Connect with us

Big Data

In-Warehouse Machine Learning and the Modern Data Science Stack

Published

on

In-Warehouse Machine Learning and the Modern Data Science Stack

As your organization matures its data science portfolio and capabilities, establishing a modern data stack is vital to enabling such growth. Here, we overview various in-data warehouse machine learning services, and discuss each of their benefits and requirements.


By Nick Acosta, Developer Advocate, Alliances, Fivetran.

Modern Data Stack

Converging data stacks

Although data analytics and data science are quite unique disciplines, there is considerable overlap in the data processing steps used to effectively achieve them. Both benefit from having access to large amounts of high-quality data stored in a centralized location as well as efficient and reliable processes to bring data from sources to these central repositories. Until recently, work has been duplicated with separate technologies for the different fields, in a data warehouse for analytics and business intelligence and as a data lake for data science and machine learning. A number of new services are working on merging these data stacks into a single environment, and this article will provide an overview of these services and the value they can add to a data organization.

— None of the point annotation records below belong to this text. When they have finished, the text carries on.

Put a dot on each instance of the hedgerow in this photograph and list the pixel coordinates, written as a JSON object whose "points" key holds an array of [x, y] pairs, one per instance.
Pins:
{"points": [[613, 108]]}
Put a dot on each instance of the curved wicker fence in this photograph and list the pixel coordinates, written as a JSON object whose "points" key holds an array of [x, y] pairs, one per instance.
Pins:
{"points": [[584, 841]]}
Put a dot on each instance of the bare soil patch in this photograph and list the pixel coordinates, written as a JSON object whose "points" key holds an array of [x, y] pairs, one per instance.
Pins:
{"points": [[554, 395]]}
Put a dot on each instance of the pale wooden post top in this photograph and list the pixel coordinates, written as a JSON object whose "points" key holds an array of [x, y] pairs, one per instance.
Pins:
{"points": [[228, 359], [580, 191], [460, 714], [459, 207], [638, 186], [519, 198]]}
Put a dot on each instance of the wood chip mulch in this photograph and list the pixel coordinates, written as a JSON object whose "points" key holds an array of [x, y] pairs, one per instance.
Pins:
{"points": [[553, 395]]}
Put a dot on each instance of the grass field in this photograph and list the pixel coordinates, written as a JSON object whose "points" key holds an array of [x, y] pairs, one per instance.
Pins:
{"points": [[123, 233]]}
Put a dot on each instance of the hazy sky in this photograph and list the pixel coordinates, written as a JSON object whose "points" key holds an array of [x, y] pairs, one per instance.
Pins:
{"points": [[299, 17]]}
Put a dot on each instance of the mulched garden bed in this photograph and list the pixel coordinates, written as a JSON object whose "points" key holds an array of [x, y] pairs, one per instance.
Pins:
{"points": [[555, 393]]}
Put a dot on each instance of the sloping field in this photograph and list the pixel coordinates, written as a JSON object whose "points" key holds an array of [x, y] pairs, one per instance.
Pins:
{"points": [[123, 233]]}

Benefits of a Modern Data Science Stack

A modern data stack is a collection of technologies that bring and store multiple data sources to a centralized cloud data warehouse that has become popular in analytics. It can be extended to accommodate machine learning workloads into something called the modern data science stack. A modern data science stack removes silos and services performing duplicate work for data analytics and data science teams and moves models closer to data they are training with and using to make predictions, easing the shift from model-centric AI development to data-centric AI development. Many organizations have a considerable investment in data warehousing technologies to keep the environment secure, governed, operational, organized and performant, but data loses all of these qualities the moment it is sampled from a data warehouse to a data lake.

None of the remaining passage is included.